Possum DevLog 2: Tokens

Garry · 17 April 2020 21:34

Scanning Source Code

Now we have established Possum’s use case and its formal grammar, we can almost start writing some Xojo code to implement the langauge!

A programming langauge can be imlpemented in many ways but Possum will take a “traditional” approach and split the implementation into the following phases:

Scanning (aka tokenisation)
Parsing
Compilation
Interpretation

The scanner’s job is to take a Xojo String of Possum source code and convert it into an array of tokens. These tokens will subsequently be fed to the parser. Think of a token as the atomic building block of a programming language. In essence, they represent either an operator symbol (e.g: =, ~ or >>), a literal value (e.g: "Hello World", 1, true) or keyword (and, else). Some tokens don’t fall into one of these categories and are “special” (e.g: the end-of-file marker, newlines, indentation, etc). The scanner’s job is to analyse the characters fed to it and partition them into tokens.
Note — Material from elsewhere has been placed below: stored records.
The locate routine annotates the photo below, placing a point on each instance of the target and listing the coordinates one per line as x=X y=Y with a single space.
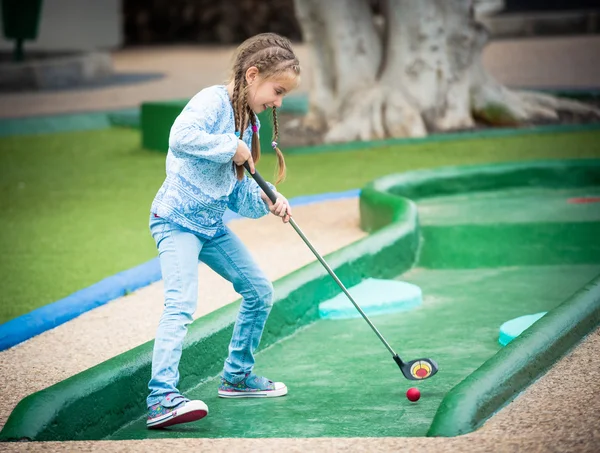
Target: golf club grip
x=262 y=183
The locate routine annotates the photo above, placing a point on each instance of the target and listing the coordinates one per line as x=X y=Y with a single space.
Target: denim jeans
x=180 y=250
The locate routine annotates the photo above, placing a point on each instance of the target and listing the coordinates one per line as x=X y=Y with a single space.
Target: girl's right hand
x=242 y=155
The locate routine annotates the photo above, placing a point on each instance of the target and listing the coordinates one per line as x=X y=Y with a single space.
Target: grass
x=75 y=205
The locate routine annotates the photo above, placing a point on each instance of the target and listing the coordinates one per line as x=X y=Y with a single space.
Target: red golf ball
x=413 y=394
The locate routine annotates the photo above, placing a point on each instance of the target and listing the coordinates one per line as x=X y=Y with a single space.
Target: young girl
x=215 y=134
In addition to determining the character content of a token (it’s lexeme), the scanner will also store the line number the token occurs on and the position in the source code of the first character of the token. This will come in handy later on if we encounter an error and want to report its position to the user.

Types of Tokens

Before we can tokenise any source code, we need to have a firm definition of what Possum’s syntax is. Below is an overview.

Comments

Comments begin with a # and continue until the end of the line. They are ignored by the scanner.

Operators

+	# Addition
-	# Subtraction / unary negation
*	# Multiplication
/	# Division
%	# Remainder

=	# Assignment
+=	# Addition assignment
-=	# Subtraction assignment
*=	# Multiplication assignment
/=	# Division assignment
%=	# Remainder assignment

==	# Equality
<	# Less than
>	# Greater than
<>	# Not equal to
<=	# Less than or equal to
>=	# Greater than or equal to
&	# Bitwise AND
|	# Bitwise OR
^	# Bitwise XOR
~	# Bitwise NOT
<<	# Left shift
>>	# Right shift

<=	# Function block indicator
=>	# Key/value operator
?	# Ternary conditional component
:	# Ternary conditional component / block start indicator
.	# Access operator / decimal point
,	# Separator
??	# Nothing coalescing operator
_	# Line continuation marker
"	# String delimiter
@"	# Escaped string literal indicator
;	# Optional statement terminator

Keywords

Keywords are case-sensitive in Possum.

and		as		block		class		constructor
downto	else	elseif		exit		false
for		foreach	foreign		function	if
import	is		not			nothing		or
pass	quit	repeat		return		skip
static	super	then		this		true
until	var		while		xor			yield

Identifiers

Like keywords, identifiers are case sensitive. Valid identifiers begin with a Unicode letter or underscore and may be followed by >= 0 Unicode letters, digits or the _ character. An identifier may also optionally be followed by either a single ? or !.

Examples:

valid
OK
mutate
snake_case
myvar1
_classProperty
__staticClassProperty
isHappy?
chop!

Note that an identifier prefixed with a single _ is a class property and an identifier prefixed with __ is a static class property.

Numbers

Integers

There are three ways to represent integer numbers in Possum:

64			# Integer
0x40		# Hexadecimal
0b1000000 	# Binary

Optionally, you can separate digits with the _ character. For example 100_000 is the same as 100000. This approach works for all types of integer literals (e.g: 0x4_0and 0b1000_000 ). The _ is simply removed from the value.

Non-Integers

A non-integer number is a real number written as the integer component followed by a period and then the fractional part. Non-integers may also be written in scientific notation with E or e indicating the power of 10:

1.0
2.590
100_000.5	# 100000.5
1e3			# 1000
3e2.5 		# Invalid decimal point

Strings

Textual data in Possum is handled by the primitive String datatype. String literals are created by matching double ( ") quotes and may span multiple lines. Text flanked by double quotes is known as a verbatim literal. They are verbatim because every character between the opening and closing " is included.

var t = "Hello World"
var multiline = "This is 
over three 
lines"

Escape sequences

Character combinations consisting of a backslash (\) followed by a certain character are called escape sequences. Escape sequences only work within escaped string literals. These are prefixed with the @ character.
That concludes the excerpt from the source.